I am thrilled to present my project, "Avocado Price Analysis," which I completed as part of the Google Data Analytics Professional Certificate program.
In this project, I utilized SQL, Spreadsheets, and Tableau to analyze and visualize the data efficiently. These tools enabled me to extract, manipulate, and derive meaningful insights from the dataset, uncovering valuable patterns and trends.
The main objective was to investigate the fluctuation of avocado prices over time and determine the influence of seasonality on these variations. Additionally, I explored the relationship between prices at the state level and prices within individual cities.
I discovered notable price spikes in specific years, followed by a subsequent downward trend towards price levels resembling previous years. Surprisingly, I found that seasonality had minimal impact on price fluctuations. Moreover, I observed significant deviations between prices in individual cities and the overall state prices, underscoring the significance of considering local market dynamics when analyzing avocado prices.
I reviewed the dataset to identify and remove any empty or incomplete rows that could impact the accuracy of the analysis.
I scanned the data for duplicate entries, ensuring that each record was unique. If duplicates were found, I eliminated them to avoid skewing the analysis.
I validated the data format to ensure consistency and accuracy. This involved verifying that dates, numbers, and other relevant information were correctly formatted.
To facilitate analysis and visualization, I extracted the month from the date column. Additionally, I converted the month number into text format for better readability.
I examined the "total_volume" column, which represented the sum of avocados and bags. To simplify the analysis, I created a new column specifically for the total number of avocados.
Using the VLOOKUP function, I matched the states in the dataset with their corresponding names in a separate table, ensuring consistency and accuracy in the state names.
As the Great Lakes region encompasses multiple states, I grouped them together under the name "Great Lakes" for better representation and analysis.
Similarly, I grouped states belonging to other regions like Midsouth, Northeast, Northern New England, South Central, Southeast, Total U.S., and West, streamlining the analysis and visualization process.
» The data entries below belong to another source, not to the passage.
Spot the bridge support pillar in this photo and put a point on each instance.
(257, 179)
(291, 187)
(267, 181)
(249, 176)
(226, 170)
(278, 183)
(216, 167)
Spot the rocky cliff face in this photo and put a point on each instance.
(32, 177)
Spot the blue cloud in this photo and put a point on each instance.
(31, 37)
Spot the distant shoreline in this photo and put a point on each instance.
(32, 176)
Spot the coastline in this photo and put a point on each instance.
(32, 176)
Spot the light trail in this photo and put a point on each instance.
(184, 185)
To examine the quantity differences between avocado types, I employed the COUNTIF function. This allowed me to count the occurrences of each avocado type and identify any variations in quantities.
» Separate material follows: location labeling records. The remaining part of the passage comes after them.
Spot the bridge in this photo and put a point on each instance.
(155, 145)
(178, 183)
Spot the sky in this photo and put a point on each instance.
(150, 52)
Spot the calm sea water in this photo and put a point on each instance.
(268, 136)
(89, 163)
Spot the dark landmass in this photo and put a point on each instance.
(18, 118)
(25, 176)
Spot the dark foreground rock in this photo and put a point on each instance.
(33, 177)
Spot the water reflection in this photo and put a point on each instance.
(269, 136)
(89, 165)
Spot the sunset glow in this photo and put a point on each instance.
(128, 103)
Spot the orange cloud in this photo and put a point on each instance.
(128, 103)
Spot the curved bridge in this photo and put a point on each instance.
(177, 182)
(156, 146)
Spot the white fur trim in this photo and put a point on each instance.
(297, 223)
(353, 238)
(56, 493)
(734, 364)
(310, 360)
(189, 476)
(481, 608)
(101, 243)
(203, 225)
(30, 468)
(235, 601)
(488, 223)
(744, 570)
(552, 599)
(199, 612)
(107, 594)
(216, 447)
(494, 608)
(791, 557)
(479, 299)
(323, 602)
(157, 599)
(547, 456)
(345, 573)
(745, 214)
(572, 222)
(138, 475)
By performing these data cleaning tasks, I ensured the dataset was accurate, consistent, and ready for further analysis.
I utilized Tableau for visually representing geographic information. With Tableau's powerful visualization capabilities, I created interactive map to visually display the geographical aspects of the data. This allowed for a more intuitive understanding of how avocado prices varied across different regions. By leveraging Tableau's features, I enhanced the overall presentation and communication of the project findings, making it easier for stakeholders to interpret and analyze the geographical patterns of avocado pricing.
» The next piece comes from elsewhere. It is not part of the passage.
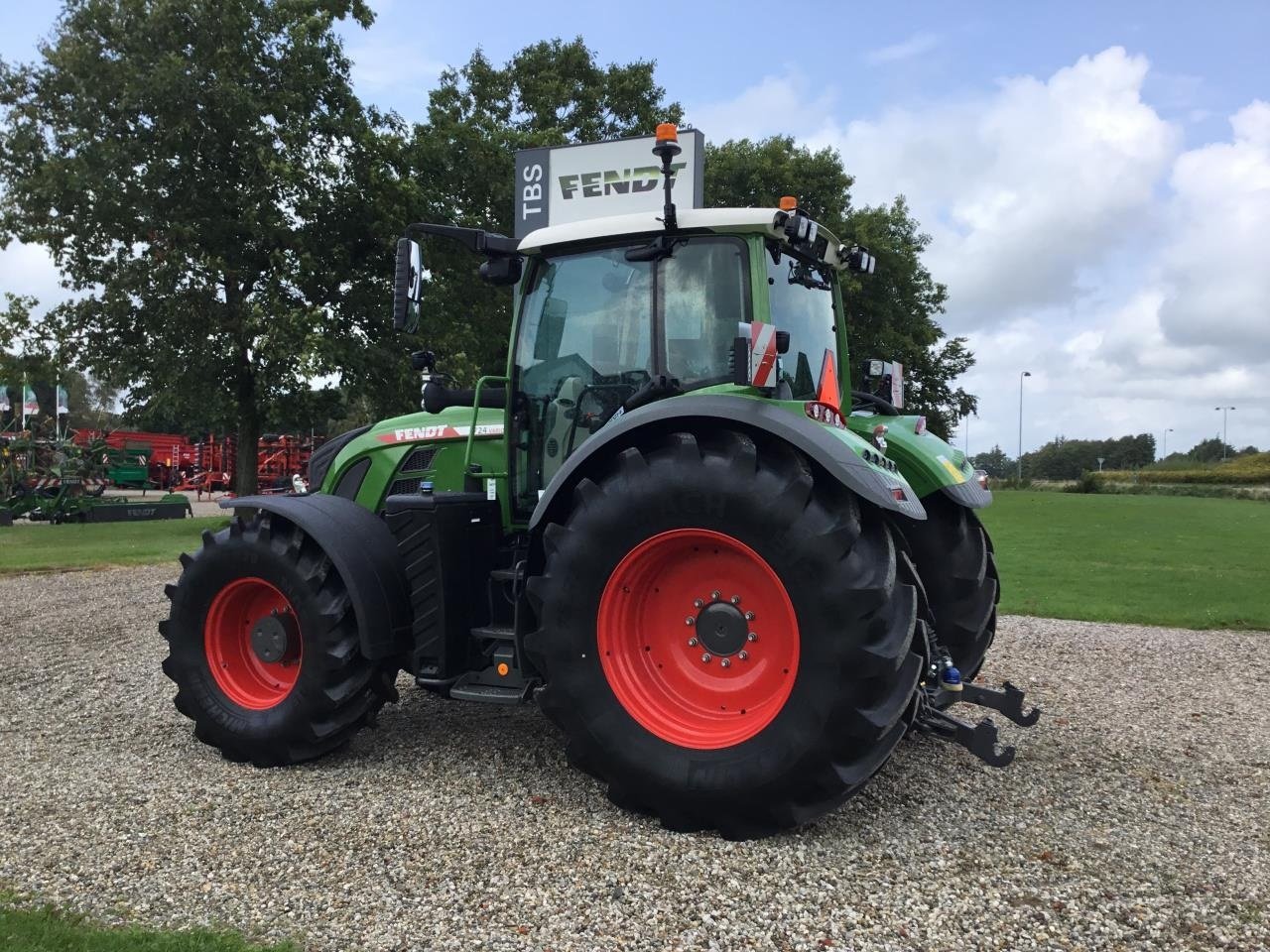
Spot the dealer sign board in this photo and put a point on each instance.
(571, 182)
Using pivot tables, I was able to gather the necessary visual information. Pivot tables allowed me to summarize and aggregate the data, providing valuable insights into various aspects of avocado pricing. By manipulating the data in pivot tables, I could analyze trends, compare different variables, and generate meaningful statistics.
Furthermore, I utilized the visualization capabilities within Excel to create compelling visual representations of the data. Using charts, graphs, and other visual elements, I presented the key findings in an easily understandable format. These visualizations enhanced the overall clarity and impact of the analysis, making it simpler for stakeholders to grasp the patterns and trends within the avocado pricing data.
In SQL, I identified the states with the highest and lowest prices, extracted the corresponding cities from those states, and retrieved the price data for each city by year. Subsequently, I exported this information into spreadsheets. The extracted information was then seamlessly transferred to spreadsheets, enabling me to conduct in-depth analysis, create visualizations, and draw insightful conclusions about the price dynamics across different cities and States.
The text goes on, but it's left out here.